A história do Comendador João Arcanjo Ribeiro é digna de um livro e daria um excelente roteiro para uma minissérie na Netflix. O ex-policial civil de Mato Grosso subiu na vida como agiota e teve um cassino clandestino em Cuiabá (MT) frequentado por autoridades e a alta sociedade.

Nas décadas de 80 e 90, as barraquinhas da empresa Colibri estavam espalhadas pelas ruas da capital e do interior do estado. O jogo do bicho tinha endereço e até divulgava o resultado do sorteio diário na programação das rádios. Havia um poder paralelo nos bastidores que fazia com que as autoridades públicas ignorassem todo aparato ilícito. Operava fortemente no ramo de factoring – que adquire créditos por um valor à vista e mediante taxas de juros.
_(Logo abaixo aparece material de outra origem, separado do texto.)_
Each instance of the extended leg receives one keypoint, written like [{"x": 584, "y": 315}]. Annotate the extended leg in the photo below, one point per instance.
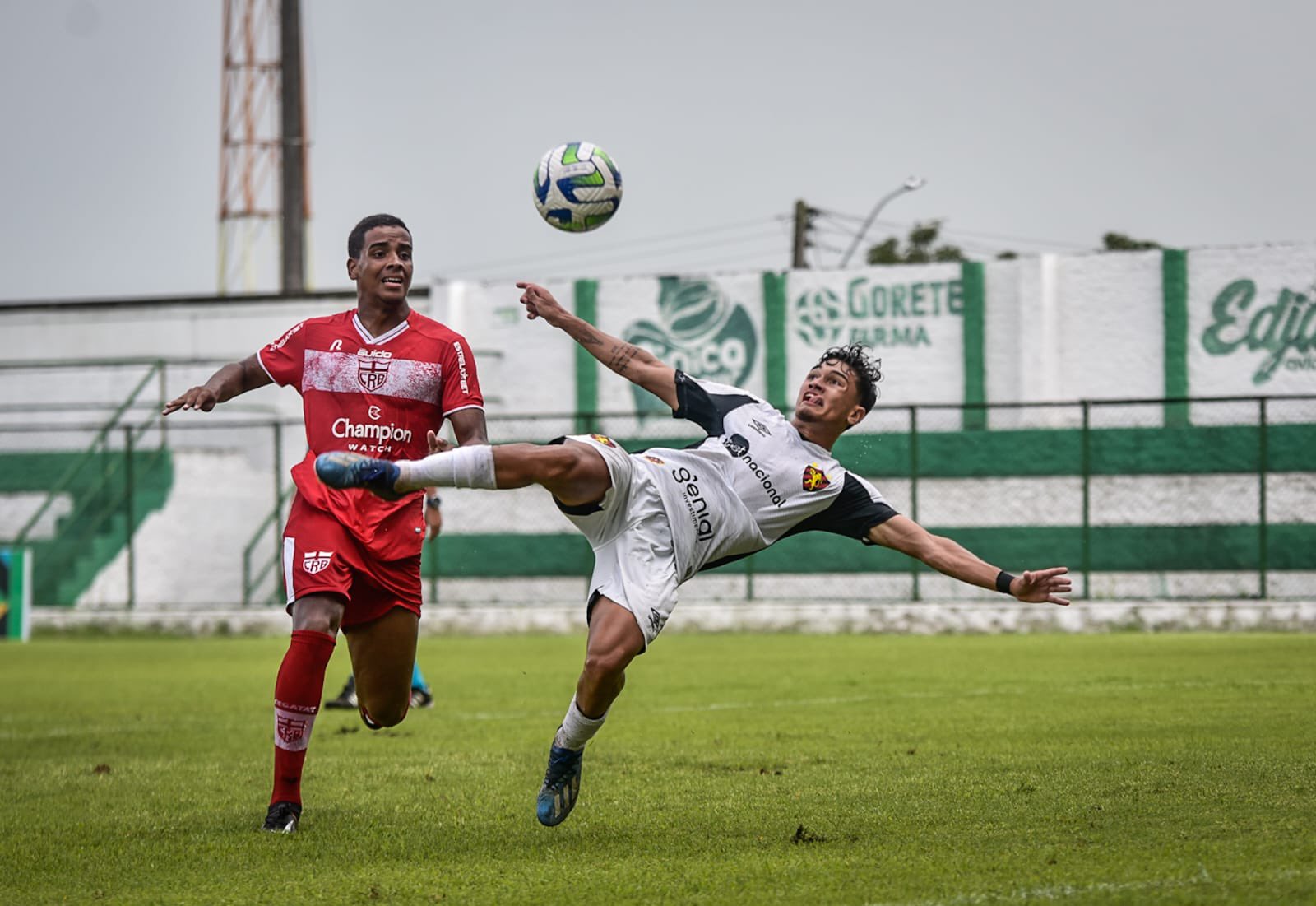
[
  {"x": 615, "y": 640},
  {"x": 572, "y": 472},
  {"x": 296, "y": 701}
]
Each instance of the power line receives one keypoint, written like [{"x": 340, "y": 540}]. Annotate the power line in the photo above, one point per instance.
[
  {"x": 724, "y": 263},
  {"x": 618, "y": 247},
  {"x": 949, "y": 230},
  {"x": 638, "y": 257}
]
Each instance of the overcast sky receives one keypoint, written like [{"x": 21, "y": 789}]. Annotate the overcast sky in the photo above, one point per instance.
[{"x": 1037, "y": 124}]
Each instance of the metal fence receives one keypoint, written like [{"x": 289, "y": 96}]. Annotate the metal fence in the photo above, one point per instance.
[{"x": 1152, "y": 498}]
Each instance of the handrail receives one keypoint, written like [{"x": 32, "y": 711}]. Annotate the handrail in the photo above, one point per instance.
[
  {"x": 92, "y": 449},
  {"x": 271, "y": 518}
]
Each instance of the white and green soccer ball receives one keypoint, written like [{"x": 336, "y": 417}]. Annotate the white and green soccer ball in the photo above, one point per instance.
[{"x": 577, "y": 188}]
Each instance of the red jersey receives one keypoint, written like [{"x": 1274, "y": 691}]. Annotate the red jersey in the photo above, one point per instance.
[{"x": 374, "y": 395}]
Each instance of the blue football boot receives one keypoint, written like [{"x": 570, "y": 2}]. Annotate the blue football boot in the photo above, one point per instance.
[
  {"x": 342, "y": 469},
  {"x": 561, "y": 787}
]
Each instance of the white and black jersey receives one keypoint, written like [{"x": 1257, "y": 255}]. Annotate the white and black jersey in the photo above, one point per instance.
[{"x": 752, "y": 481}]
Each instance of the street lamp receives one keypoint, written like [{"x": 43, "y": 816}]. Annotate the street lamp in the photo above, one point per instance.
[{"x": 907, "y": 186}]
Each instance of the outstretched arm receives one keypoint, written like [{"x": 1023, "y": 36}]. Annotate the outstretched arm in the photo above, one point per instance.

A reviravolta começou com a publicação de reportagens no jornal Folha do Estado. Na edição de 14 de maio de 2001, Arcanjo foi chamado de “Al Capone de Mato Grosso”. Em setembro de 2002, Sávio Brandão, o dono do jornal, foi executado em frente à obra da futura sede do impresso.

O crime é apontado como o ápice da era Arcanjo. Na época, eu trabalhava na TV Centro América, afiliada da TV Globo em Cuiabá. Ocorreram depois outros assassinatos e daí foi sendo revelado esquemas de empréstimos a políticos e denúncias de lavagem de dinheiro da Assembleia Legislativa de Mato Grosso. Cobri o caso produzindo várias reportagens.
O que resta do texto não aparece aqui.